Chart Created with IG Charts
Another currency worthy of our attention this past session owing to its fundamental developments is the British Pound. With the debates between Prime Minister Johnson and opposition Labour leader Corbyn, the market was tuned into the speculation around progress towards a Brexit deal. The eb and flow, risk appetite and aversion behind this currency is very sensitive to the unexpected breaking news; but don't readily pursue trends in the interim. Given the election due in a month and the Brexit deadline out to the end of January, we could very well drag the Pound along for a frustratingly indeterminant amount of time.

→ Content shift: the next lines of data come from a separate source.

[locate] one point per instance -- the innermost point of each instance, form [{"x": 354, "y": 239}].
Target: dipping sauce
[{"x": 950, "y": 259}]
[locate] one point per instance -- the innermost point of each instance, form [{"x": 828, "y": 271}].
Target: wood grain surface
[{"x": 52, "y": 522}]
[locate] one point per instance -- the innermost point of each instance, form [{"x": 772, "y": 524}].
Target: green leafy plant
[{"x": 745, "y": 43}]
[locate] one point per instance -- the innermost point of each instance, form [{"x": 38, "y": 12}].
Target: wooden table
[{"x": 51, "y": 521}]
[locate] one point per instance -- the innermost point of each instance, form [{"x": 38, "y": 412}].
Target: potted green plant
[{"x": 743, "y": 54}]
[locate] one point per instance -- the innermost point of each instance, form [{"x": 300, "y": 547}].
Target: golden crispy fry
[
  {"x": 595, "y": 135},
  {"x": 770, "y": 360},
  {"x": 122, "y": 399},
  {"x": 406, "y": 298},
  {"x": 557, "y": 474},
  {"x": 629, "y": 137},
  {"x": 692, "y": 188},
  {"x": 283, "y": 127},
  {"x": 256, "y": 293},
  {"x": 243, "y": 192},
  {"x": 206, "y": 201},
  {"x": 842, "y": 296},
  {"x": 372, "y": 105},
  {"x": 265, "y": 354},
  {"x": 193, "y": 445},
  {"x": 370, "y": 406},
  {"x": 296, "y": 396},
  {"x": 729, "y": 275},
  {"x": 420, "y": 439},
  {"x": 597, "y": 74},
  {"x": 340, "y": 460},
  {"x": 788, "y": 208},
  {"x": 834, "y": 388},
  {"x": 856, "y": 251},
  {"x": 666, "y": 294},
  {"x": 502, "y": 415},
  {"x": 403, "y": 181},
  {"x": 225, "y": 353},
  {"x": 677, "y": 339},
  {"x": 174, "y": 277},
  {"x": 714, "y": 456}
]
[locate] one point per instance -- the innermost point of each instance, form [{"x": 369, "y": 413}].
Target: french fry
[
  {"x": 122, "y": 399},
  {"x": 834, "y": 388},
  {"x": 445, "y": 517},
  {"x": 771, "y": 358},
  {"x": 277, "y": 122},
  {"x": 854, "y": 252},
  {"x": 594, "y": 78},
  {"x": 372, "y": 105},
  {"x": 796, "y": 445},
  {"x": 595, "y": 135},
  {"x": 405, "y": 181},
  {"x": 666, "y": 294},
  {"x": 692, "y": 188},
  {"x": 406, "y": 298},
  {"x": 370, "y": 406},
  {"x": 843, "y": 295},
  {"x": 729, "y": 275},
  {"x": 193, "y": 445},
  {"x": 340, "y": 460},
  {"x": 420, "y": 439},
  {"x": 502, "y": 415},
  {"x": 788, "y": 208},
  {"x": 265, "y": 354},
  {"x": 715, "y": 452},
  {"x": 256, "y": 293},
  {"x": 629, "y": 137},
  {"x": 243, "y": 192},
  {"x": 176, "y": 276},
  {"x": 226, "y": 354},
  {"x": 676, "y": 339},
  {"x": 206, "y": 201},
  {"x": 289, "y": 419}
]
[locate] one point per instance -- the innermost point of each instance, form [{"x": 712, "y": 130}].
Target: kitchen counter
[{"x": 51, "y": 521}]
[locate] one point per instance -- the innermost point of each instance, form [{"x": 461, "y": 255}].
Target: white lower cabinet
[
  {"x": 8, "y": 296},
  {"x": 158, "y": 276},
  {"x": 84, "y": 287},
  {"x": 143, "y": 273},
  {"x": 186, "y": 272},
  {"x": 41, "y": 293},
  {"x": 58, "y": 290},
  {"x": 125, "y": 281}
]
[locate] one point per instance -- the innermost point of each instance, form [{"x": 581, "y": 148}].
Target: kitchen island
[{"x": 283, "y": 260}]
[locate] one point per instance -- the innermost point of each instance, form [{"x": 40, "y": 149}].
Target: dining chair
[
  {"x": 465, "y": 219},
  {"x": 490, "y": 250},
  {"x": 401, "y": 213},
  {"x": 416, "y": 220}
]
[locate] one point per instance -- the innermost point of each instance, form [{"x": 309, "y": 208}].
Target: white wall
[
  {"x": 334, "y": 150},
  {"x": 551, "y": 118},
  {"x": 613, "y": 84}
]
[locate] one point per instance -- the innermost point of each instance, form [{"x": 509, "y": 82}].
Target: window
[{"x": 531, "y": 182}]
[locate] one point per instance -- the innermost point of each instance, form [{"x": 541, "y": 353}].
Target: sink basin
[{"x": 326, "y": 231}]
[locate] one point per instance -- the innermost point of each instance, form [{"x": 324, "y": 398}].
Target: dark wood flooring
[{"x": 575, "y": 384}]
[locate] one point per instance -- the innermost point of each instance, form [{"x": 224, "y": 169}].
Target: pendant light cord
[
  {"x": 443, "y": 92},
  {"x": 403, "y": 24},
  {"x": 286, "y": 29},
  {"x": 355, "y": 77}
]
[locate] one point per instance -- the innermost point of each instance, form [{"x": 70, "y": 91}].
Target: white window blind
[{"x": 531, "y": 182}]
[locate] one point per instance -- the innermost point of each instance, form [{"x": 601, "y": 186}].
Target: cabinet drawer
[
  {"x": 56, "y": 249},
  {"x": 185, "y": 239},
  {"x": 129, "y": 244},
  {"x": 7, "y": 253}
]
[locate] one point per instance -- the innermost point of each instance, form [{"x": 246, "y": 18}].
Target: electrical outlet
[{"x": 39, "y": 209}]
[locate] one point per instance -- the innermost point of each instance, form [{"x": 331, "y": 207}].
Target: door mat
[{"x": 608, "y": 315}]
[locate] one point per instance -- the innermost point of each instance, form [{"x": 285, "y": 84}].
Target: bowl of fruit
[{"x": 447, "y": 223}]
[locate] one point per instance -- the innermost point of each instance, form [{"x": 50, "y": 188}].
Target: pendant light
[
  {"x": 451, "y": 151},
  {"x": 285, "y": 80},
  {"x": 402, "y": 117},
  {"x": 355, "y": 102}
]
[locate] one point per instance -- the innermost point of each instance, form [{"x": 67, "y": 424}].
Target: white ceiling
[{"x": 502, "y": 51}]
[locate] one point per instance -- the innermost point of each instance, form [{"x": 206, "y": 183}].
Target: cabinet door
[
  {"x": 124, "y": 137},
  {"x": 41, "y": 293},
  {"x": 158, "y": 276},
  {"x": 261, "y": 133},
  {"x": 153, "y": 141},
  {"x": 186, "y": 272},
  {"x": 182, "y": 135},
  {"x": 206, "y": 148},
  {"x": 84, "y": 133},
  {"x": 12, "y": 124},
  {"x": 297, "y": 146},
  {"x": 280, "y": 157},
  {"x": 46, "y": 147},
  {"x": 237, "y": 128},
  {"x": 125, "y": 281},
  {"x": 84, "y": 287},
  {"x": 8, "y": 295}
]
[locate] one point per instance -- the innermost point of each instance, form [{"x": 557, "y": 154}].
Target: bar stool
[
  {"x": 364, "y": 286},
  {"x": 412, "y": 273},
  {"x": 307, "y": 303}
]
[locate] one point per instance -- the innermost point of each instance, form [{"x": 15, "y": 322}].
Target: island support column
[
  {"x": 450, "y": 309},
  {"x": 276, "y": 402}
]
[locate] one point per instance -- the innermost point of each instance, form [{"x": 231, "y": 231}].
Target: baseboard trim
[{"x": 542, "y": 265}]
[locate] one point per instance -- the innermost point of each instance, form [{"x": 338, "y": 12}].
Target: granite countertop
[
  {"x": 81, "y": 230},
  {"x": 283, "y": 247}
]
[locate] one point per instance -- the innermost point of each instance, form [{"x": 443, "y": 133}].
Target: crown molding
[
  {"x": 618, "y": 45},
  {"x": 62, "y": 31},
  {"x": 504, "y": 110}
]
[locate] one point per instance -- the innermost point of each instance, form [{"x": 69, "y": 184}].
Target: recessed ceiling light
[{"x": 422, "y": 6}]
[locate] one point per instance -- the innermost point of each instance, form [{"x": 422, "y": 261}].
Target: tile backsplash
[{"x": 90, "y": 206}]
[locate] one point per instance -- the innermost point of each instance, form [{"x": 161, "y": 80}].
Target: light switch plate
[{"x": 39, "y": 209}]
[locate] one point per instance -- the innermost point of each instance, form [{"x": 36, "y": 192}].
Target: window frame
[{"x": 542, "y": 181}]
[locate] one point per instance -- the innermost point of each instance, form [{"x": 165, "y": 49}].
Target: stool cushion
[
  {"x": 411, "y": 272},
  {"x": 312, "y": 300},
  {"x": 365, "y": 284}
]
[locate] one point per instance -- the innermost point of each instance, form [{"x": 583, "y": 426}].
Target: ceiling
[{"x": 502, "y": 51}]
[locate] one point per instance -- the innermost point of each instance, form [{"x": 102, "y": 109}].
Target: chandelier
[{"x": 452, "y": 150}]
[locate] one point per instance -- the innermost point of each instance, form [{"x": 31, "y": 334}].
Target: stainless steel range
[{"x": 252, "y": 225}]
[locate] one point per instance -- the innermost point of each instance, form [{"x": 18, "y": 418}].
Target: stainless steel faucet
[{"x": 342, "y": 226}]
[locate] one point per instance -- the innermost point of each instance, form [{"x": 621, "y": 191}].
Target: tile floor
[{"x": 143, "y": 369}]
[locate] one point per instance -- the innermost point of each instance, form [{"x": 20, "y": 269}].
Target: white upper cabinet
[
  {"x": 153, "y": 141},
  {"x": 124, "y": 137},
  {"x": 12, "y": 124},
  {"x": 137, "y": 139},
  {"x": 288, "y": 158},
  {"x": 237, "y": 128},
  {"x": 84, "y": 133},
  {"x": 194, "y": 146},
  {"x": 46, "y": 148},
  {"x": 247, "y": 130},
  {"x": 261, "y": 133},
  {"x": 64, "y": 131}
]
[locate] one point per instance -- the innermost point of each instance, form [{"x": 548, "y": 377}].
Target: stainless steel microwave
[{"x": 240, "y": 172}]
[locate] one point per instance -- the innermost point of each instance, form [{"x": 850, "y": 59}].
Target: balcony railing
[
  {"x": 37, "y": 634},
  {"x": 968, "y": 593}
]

Chart Created with IG Charts
Another interesting area of evaluation for the global financial markets is the performance of commodities. I look at this financial segment not just for the unique opportunities that it presents but also the signal it offers for thefinancial system at-large. Gold for example edged higher this past session as it holds remarkably steadfast to its recent multi-year highs (near record if you measure gold in an equally-weighted index). That undercuts the already flimsy notion that risk appetite is robust if we were to take US indices at their word. Another commodity that is more interesting for recent developments is crude oil. Both an asset that reflects speculative appetite and financial stability, the sharp drop this past session should raise some measure of concern. Looking to retail trader's positioning, there was a sudden and strong flip in speculative expectation this past session which saw a clear play to the range. What will hold out: market condition or speculative upheaval.